Dr. Michael E. Pichichero

Biomarkers.

Due to recurrent AOM or persistent otitis media with effusion, about 15% of children in the United States receive tympanostomy tubes. Among those who receive tubes, about 20% go on to receive a second set of tubes, often with adenotonsillectomy. To find a biomarker that could identify children likely to require a second set of tubes, the fluid in the middle ear was tested when a first set of tubes were inserted. If bacteria were detected by polymerase chain reaction (PCR) testing or if a profile of specific inflammatory cytokines was measured, those results could be used to predict a high likelihood for a second set of tubes.

Overdiagnosis

Diagnosis of AOM is challenging in young children, in whom it most frequently occurs. The ear canal is typically about 3 mm wide, the child struggles during the examination, and diagnostic skills are not taught in training, resulting in a high overdiagnosis rate. I presented data that suggest too many children who are not truly otitis prone have been classified as otitis prone based on incorrect clinical diagnosis. My colleagues and I found that 30% of children reach the threshold of three episodes of AOM in 6 months or four within a year when diagnosed by community pediatricians, similar to many other studies. Validated otoscopists (trained by experts with diagnosis definitively proven as at least 85% accurate using tympanocentesis) classify 15% of children as otitis prone – half as many. If tympanocentesis is used to prove middle ear fluid has bacterial pathogens (about 95% yield a bacterial otopathogen using culture and PCR), then about 10% of children are classified as otitis prone – one-third as many. This suggests that children clinically diagnosed by community-based pediatricians are overdiagnosed with AOM, perhaps three times more often than true. And that leads to overuse of antibiotics and referrals for tympanostomy tube surgery more often than should occur. So we need to improve diagnostic methods beyond otoscopy. New types of imaging for the eardrum and middle ear using novel technologies are in early clinical trials.

 

 

Immunity

The notion that young children get AOM because of Eustachian tube dysfunction in their early years of life (horizontal anatomy) may be true, but there is more to the story. After 10 years of work, the scientists in my research group have shown that children in the first 3 years of life can have an immune system that is suppressed – it is poorly responsive to pathogens and routine pediatric vaccines. Many features resemble a neonatal immune system, beginning life with a suppressed immune system or being in cytokine storm from birth. We introduced the term “prolonged neonatal-like immune profile (PNIP)” to give a general description of the immune responses we have found in otitis-prone children. They outgrow this.

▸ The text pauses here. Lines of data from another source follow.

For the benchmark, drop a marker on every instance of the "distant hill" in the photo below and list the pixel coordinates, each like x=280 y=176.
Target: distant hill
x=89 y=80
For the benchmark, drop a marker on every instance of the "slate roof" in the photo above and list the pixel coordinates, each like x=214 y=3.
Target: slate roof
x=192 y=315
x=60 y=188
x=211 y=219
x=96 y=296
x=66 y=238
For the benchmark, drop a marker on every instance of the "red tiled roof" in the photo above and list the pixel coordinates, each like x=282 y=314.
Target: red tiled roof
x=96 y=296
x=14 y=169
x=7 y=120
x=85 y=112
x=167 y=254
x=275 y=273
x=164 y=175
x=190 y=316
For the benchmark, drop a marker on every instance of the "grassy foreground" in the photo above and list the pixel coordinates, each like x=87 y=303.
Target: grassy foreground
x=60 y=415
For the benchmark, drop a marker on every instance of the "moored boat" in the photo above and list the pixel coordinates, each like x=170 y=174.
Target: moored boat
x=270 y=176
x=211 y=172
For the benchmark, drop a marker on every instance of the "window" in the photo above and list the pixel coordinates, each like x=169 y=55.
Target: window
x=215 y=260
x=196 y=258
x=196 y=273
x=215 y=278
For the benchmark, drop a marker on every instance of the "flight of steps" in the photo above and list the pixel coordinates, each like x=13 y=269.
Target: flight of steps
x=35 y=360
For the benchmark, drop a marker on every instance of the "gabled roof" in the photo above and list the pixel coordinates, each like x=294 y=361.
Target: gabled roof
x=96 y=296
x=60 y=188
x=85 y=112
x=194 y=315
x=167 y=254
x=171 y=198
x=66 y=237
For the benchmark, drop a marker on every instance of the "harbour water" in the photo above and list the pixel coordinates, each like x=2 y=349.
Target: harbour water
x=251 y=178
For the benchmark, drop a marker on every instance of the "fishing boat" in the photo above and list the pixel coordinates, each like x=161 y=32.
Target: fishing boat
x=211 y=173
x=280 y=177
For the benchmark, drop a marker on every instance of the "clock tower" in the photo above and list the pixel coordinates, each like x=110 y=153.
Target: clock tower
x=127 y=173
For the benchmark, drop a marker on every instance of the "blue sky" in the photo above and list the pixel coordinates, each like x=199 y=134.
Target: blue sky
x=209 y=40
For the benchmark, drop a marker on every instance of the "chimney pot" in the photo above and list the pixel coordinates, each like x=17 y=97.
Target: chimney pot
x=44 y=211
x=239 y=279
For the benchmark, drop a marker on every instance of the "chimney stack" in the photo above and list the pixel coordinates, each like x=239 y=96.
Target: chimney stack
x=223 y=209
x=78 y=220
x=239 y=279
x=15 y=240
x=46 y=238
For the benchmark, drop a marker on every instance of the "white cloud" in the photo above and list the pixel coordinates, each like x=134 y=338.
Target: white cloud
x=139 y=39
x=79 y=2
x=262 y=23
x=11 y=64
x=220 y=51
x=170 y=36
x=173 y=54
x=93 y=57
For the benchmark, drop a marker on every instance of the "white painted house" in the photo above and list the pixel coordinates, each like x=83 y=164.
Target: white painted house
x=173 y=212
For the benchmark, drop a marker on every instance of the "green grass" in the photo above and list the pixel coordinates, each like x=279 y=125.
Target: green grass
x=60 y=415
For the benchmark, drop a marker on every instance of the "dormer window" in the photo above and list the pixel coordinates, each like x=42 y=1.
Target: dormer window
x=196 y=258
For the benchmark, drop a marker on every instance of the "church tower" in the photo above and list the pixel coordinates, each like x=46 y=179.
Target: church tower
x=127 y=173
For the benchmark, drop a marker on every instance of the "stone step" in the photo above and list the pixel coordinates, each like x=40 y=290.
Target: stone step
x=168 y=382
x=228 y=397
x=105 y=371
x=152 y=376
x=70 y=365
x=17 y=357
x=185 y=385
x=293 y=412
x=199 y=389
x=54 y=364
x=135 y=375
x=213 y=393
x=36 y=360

So the immune maturation is delayed but not permanent. It is mostly resolved by age 3 years. We found problems in both innate and adaptive immunity. It may be that the main explanation for recurrent AOM in the first years of life is PNIP. Scientists from Australia also reported immunity problems in Aboriginal children and they are very otitis prone, often progressing to chronic suppurative otitis media. Animal model studies of AOM show inadequate innate and adaptive immunity importantly contribute to the infection as well.

Dr. Pichichero is a specialist in pediatric infectious diseases and director of the Research Institute at Rochester (N.Y.) General Hospital. He has no conflicts to declare. Email him at [email protected].